In simple language, schizophrenia may be described as a group of psychotic disorders characterized by withdrawal from reality, illogical thinking, delusions and hallucinations, with concomitant emotional, behavioral, or intellectual disturbances.
Criteria for diagnosis
According to DSM-IV (Diagnostic and Statistical Manual of Mental Disorders) three diagnostic criteria must be met in order to diagnose the patient with schizophrenia.

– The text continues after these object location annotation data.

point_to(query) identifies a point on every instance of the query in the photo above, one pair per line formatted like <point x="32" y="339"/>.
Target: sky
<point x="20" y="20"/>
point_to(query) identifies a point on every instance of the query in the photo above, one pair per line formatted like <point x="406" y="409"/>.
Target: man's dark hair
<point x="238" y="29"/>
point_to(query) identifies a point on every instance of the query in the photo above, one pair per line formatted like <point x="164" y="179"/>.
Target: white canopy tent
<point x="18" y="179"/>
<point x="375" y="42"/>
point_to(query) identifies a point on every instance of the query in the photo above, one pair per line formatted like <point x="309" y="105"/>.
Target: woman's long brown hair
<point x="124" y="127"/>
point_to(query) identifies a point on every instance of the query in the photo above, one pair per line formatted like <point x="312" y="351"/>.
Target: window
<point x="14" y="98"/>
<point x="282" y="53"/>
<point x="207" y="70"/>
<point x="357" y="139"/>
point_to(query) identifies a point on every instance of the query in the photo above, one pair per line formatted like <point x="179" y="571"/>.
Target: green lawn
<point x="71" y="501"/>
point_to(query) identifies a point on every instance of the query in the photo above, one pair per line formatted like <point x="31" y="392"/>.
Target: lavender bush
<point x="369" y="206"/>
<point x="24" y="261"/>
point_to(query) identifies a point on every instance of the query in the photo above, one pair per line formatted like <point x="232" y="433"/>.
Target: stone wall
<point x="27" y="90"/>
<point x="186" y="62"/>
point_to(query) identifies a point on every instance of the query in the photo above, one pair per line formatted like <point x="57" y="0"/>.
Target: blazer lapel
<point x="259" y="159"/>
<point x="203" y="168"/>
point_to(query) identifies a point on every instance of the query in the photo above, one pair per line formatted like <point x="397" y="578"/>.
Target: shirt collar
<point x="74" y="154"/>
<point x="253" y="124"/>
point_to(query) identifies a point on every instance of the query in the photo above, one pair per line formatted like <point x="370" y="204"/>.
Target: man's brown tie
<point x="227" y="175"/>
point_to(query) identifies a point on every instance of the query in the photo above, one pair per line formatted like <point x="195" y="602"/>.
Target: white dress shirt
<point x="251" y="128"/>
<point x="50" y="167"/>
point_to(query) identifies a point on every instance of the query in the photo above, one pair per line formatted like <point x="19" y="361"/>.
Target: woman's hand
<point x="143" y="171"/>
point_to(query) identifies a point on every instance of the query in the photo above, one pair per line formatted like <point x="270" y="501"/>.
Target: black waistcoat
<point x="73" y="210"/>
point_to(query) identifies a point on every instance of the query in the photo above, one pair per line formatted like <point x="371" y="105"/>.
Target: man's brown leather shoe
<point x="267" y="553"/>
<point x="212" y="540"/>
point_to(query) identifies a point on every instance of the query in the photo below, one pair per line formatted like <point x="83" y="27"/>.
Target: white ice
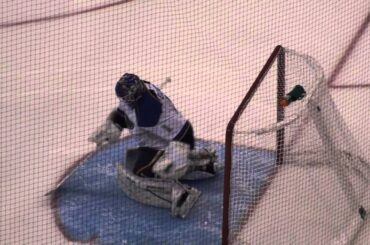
<point x="57" y="79"/>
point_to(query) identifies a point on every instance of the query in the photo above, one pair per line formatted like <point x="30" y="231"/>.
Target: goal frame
<point x="278" y="56"/>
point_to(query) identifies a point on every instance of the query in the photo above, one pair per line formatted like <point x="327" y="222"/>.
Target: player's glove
<point x="107" y="133"/>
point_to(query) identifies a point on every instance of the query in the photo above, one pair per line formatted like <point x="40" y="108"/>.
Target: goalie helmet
<point x="130" y="88"/>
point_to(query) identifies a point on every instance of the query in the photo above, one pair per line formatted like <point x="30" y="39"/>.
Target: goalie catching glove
<point x="111" y="130"/>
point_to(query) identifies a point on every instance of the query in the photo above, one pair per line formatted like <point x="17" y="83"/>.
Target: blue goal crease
<point x="90" y="205"/>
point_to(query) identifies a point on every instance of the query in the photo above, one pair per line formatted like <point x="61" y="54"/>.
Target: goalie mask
<point x="130" y="88"/>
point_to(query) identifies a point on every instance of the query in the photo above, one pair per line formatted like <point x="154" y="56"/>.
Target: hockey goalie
<point x="165" y="154"/>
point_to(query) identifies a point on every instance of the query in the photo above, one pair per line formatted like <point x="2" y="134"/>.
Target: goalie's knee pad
<point x="158" y="192"/>
<point x="107" y="133"/>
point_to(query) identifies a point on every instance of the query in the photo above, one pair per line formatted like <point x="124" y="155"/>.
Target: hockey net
<point x="298" y="158"/>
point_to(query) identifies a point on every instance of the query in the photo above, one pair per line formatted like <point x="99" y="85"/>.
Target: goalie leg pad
<point x="174" y="162"/>
<point x="158" y="192"/>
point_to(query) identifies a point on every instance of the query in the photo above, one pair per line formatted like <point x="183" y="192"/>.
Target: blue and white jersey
<point x="155" y="118"/>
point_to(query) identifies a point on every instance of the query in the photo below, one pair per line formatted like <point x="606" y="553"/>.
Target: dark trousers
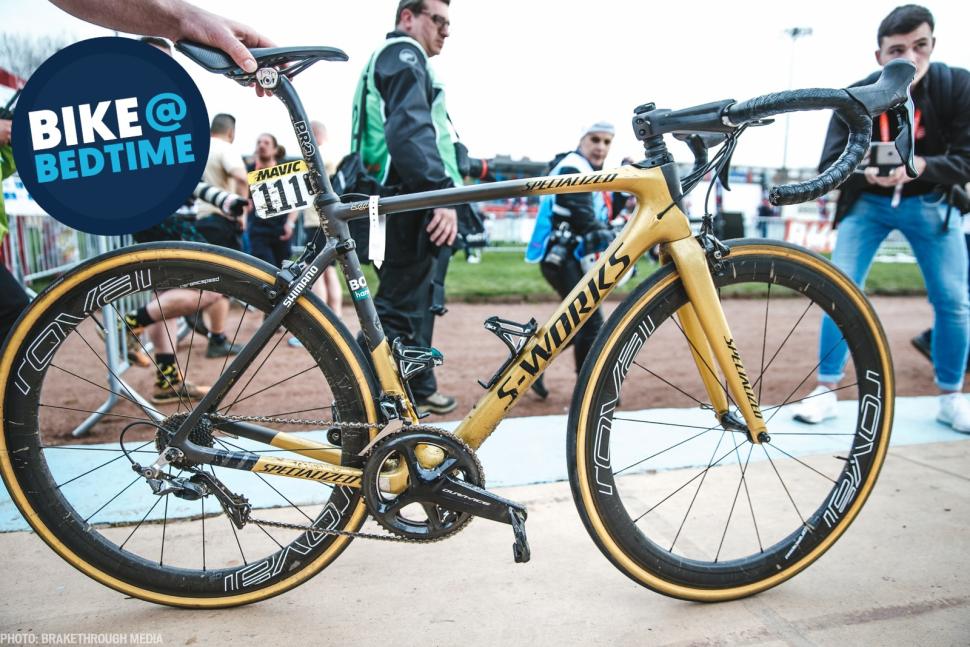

1. Characteristic symptoms
Two or more of the following:
c. disorganized behavior (e.g., dressing inappropriately, laughing or crying without a reason, etc.) or catatonic behavior characterized by periods of physical rigidity, negativism, or stupor
d. Disorganized speech
e. Negative symptoms such as restriction of emotional expression (blunted affect), inability or decline in speech (alogia), or lack or decline in motivation (avolition).
2. Social or occupational dysfunction
Marked decrease in functioning in social and occupational area such as work, interpersonal skills, or self-care for a significant period of time.
3. Significant duration
Continuation of the above disturbance and impairment for at least six months.
Signs and symptoms
Signs and symptoms of schizophrenia are associated with disturbances in the following areas:
1. Language and communication
The most prominent symptom in a schizophrenic patient is difficulty in communication. He seems to be unable to maintain a consistent train of thoughts and shifts from one idea or topic to another; and at times uses his own words or phrases. In severe cases complete incoherence of speech may be present.
2. Content of thought
Thoughts are severely distorted from reality. The patient often has fixed beliefs about people or things (delusions). He thinks that people are against him or going to harm him or poison him. Also, he thinks that certain things are related to him, e.g., he might think that a television program has a special message for him or is conveying something about him.
3. Disturbance of perception
Disturbance of perception are collectively called hallucinations. They have following subtypes
a. Auditory hallucinations, e.g., hearing voices speaking to him or about him.
b. Visual hallucinations, e.g., seeing people or things which are not there.
c. Tactile hallucinations (false perception of movement or sensation), e.g., feeling electric impulses or animals crawling on skin.
d. Olfactory hallucinations, e.g., smelling poison or gas in the room.
4. Disturbance in impulse control
Such patients have little voluntary control over their activity in acutely ill state. They often show highly impulsive behavior, e.g., throwing things without any provocation, or even display suicidal or homicidal acts.
5. Disturbances of mood
In the early stages, mood may be very labile, shifting rapidly from joyfulness to sorrow for no obvious reason. But later on, invariably the mood is inappropriate to actual situation. More characteristically, the mood progressively becomes blunted or flat, i.e. there is a markedly reduced responsiveness or the patient does not show any emotional expression.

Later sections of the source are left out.